Peace Hope was working on her stamp portraits, at her desk nestled beneath the slant of the roof. Her desk lamp, running on solar storage, threw jagged shadows across the room. As usual she had her thirty-year-old tape deck playing an ancient “I Love Lucy” soundtrack, about Lucy and Ricky hunting movie stars in Hollywood. The tape had so much hiss you could barely make out what Lucy was wailing about. It focused her concentration, Peace Hope claimed. She let the paint brush drop from her mouth and said, “A fetal monitor would be a good thing. It would bring Debbie some peace of mind.” Debbie’s son Miracle had suffered brain damage from a prolonged labor.
“The sensor is a miniature microwave transmitter. I could use it to test our clandestine radio.”
“Good. I’ll chip in my allowance, if need be.” Peace Hope took up the paint brush between her lips and touched up the black face of a cardinal. On the wall above hung a framed engraving of the Scattergood family tree which traced Quaker ancestors back to seventeenth-century England. From the tape deck came Lucy’s cry of “Ricky!” followed by some unintelligible imprecation.
“I wonder how Liza is doing at the Pylon,” Isabel mused. “Do you suppose the Pylon will take any notice?”
“Only to stare back.” Peace Hope’s voice was muffled around the brush handle.
“We must get them to notice us.” Isabel caught her fist in her palm. “Teacher Becca knows something.
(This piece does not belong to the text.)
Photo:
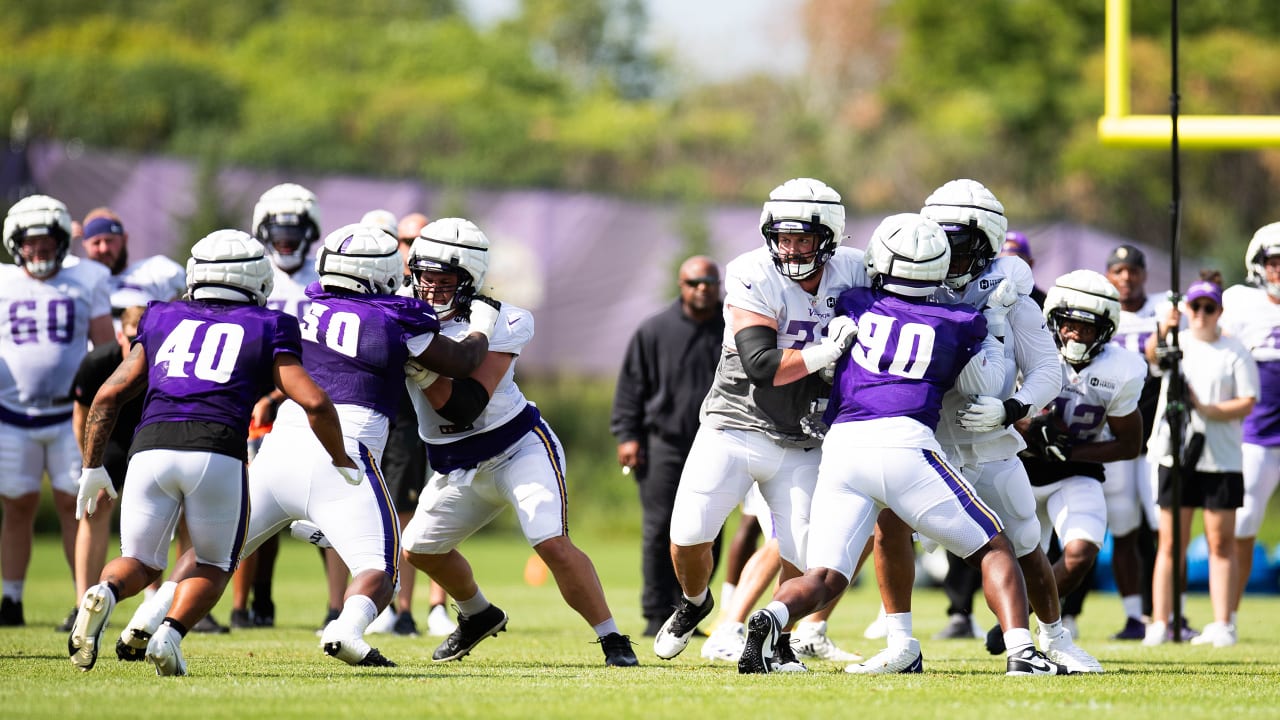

Will you come with me to see her tomorrow?”
“Mm-hm.” After another brush stroke she added, “I still think we ought to play chess for them. No intelligent creature would pass up a game of chess.”
“You and your chess. I’m going to try an experiment. Like digging a hole under the airwall.” That could hardly be ignored.
The fluorescent bulb flickered, and the tape slowed to a drawl. Peace Hope flicked off the tape, and the lamp steadied again. “The charge is almost down.
I have to get ready for bed, while I still have good light.”
For Peace Hope, getting ready for bed was a complex operation. First she sat on her bed and got the front of her homespun dress unhooked, using teeth and gripper-hands, exposing the joint between false leg and leg stump. She dropped the clothes onto a shelf right next to the bed. With her grippers she flipped the clasp at each leg joint to release the ring clasp, and then the legs came off, revealing the stunted limb buds with which she had been born. With her teeth she flipped back her arm clasps, first the left, then the right. The left “arm” bounced on the floor with a hollow sound and rolled to the wall; the right one, a more sophisticated prosthesis with finer controls, she caught in her arm bud and set down more carefully on the shelf.
As she set the arm down next to her clothes, the Red Queen slipped out of the pocket and rolled under the bed. Isabel reached beneath the bed to retrieve the chess piece. As she did so, she spotted a paperback farther under and retrieved that also. “What’s this? Is it any good?” New books were rare; she thought she had read all the Scattergoods’ books by now.
The title was Pirate’s Flame, slashed across the cover. Below was a picture of a woman on a burning ship, her head cast back, in the arms of a well-muscled black-haired man. The woman’s dress, which was the same color as the flames on the ship, was half open below the neck.
“It is good,” said Peace Hope. “I wish I could forget it, so I could read it again.”
Isabel turned to the first page and read to herself: “…his hungry eyes devoured her neck, and her breasts, and he said, ‘Beware, maiden, for I will carry you away with me across the sea!’”
The lamp sputtered out at last, the day’s electricity spent. Out the window, in the darkening twilight, the ungodly orange of the angelbees’ handiwork had reappeared.
“Put it back, please,” Peace Hope added, “so Mom won’t see.”
“Scatterbrain, I’m surprised at you.”
“Why shouldn’t I? You’re lucky, you’ve found a boy that you care for in this little town.”